« Après l'insurrection du 17
juin, le secrétaire de l'Union des écrivains fit distribuer des tracts dans la
Stalinallée. Le peuple, y lisait-on, a par sa faute, perdu la confiance du
gouvernement, et ce n'est qu'en redoublant d'efforts, qu'il peut la regagner.
Ne serait-il pas plus simple alors pour le gouvernement de dissoudre le peuple
et d'en élire un autre ? »
66 ans et plus de 3500 kilomètres
séparent ce poème sarcastique - « Die Lösung » (La Solution), écrit
par le dramaturge et poète allemand, Bertolt Brecht, du communiqué du bureau de
presse du palais présidentiel au Liban, en date du 30/09/2019. Dans ce poème, Brecht
critique le régime de la RDA - où il résidait -, à la suite de l'insurrection du
17 Juin 1953 qui éclata à Berlin- Est, et qui constitue le premier soulèvement
populaire contre un régime communiste dans le bloc de l’Est. Quelques 4000 kilomètres
et plus de six décennies, et pourtant, « le sexennat fort », comme
son nom l’indique, a pu réussir le miracle de fusionner les espaces et de
remonter le temps. Un énième succès à ajouter, sans doute, - comme on nous le
martèle sans cesse - à l’actif bien fourni de son « brillant
bilan ».
En effet, dans le communiqué du
30 Septembre, il est solennellement affirmé que « Ce n’est pas par
accident que la grogne sociale a éclaté, conduisant des centaines de Libanais à
manifester dimanche dans les rues, pour exprimer leur ras-le-bol quant à la
conjoncture socio-économique ; il s’agit d’une campagne orchestrée visant à
mettre en échec le sexennat du général Michel Aoun ». « Hélas ! Ce
peuple ingrat a méprisé ta loi ; La nation chérie a violé sa foi ; Elle a
répudié son époux et son père, Pour rendre à d'autres dieux un honneur adultère »,
aurait pu conclure ses lamentations, en toute finesse et subtilité, le
communiqué ; sans même que l’on se rende compte qu’il citait un passage d’« Esther »
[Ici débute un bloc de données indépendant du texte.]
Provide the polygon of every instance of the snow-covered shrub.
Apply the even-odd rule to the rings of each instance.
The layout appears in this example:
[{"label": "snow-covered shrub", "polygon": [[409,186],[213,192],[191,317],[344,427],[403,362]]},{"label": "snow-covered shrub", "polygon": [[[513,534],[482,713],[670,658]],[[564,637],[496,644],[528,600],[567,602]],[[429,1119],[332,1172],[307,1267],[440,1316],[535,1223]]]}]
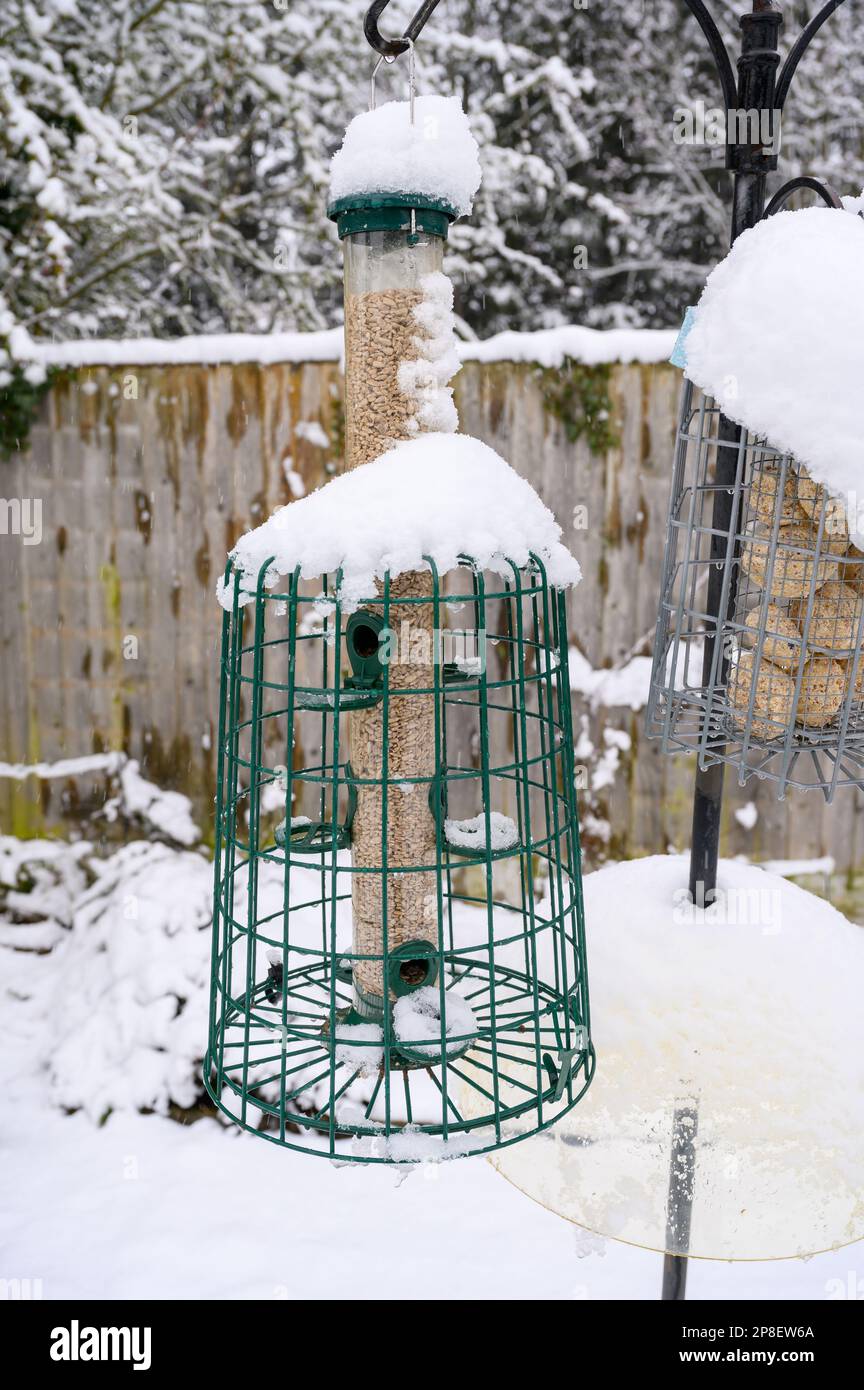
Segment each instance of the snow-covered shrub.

de Racine. Mais, fidèle au discours politique « fort » de ses auteurs et
leurs éléments de langage bien musclés, le communiqué a préféré vite rebondir
en proférant des menaces directes de poursuites judiciaires contre les
manifestants ayant « porté atteinte à la personne du chef de l’État »,
ainsi que contre ceux qui « alimentent, sur les réseaux sociaux, les
rumeurs » relatives aux éventuelles crises du dollar, de l’essence et de
la livre libanaise.
Rappelant, quelque part, toutes proportions
gardées, la rhétorique et la novlangue des cercles de pouvoir autrefois
rapprochés de Wilhelm Pieck, Otto Grotewohl, Walter Ulbricht, Erich Honecker et
autres plumes enflammées de la Stasi, le communiqué du 30 Septembre dernier s’attaque
aux libertés publiques, notamment à la liberté d’expression, dans une tentative
de fuite en avant face aux problèmes socio- économiques dans lesquels le pays
plonge. Ce qui n’est pas sans évoquer, dans la tête des Libanais, les heures
les plus sombres de l’occupation syrienne du Liban. Afin de mieux déplacer le
problème, de falsifier sa véritable nature - probablement par incapacité à le
résoudre -, la seule « solution », la seule réponse que semble donner
le pouvoir actuel, via ce communiqué, aux crises économiques, financière,
monétaire, n’est qu’une réponse sécuritaire et, accessoirement, judiciaire. En
d’autres termes, devant un pouvoir impuissant, formé de toutes les forces
politiques y participant et le cautionnant, le peuple, lui, n’a qu’à prendre
sur lui, patienter, endurer, tenir bon, en silence.
En ce sens, rien de très
étonnant, finalement. Le communiqué du 30 Septembre s’inscrit dans la droite
ligne du culte de la peur, culte qui constitue la base du discours du pouvoir
en place au Liban, et ce à une nuance près. Après avoir instrumentalisé la peur
de l’Autre – différent -, par les campagnes de xénophobie et de racisme orchestrées
contre les travailleurs étrangers et les réfugiés, ainsi que par l’exacerbation
du sentiment identitaire et confessionnel, surtout à l’encontre de la majorité
confessionnelle dans la région (alliance des minorités), notamment par l’usage
de la rhétorique relative à la « récupération des droits des
Chrétiens » et la construction de ce que l’historien Gérard Noiriel appelle
- dans son livre « Le venin dans la plume » (La Découverte, Sept.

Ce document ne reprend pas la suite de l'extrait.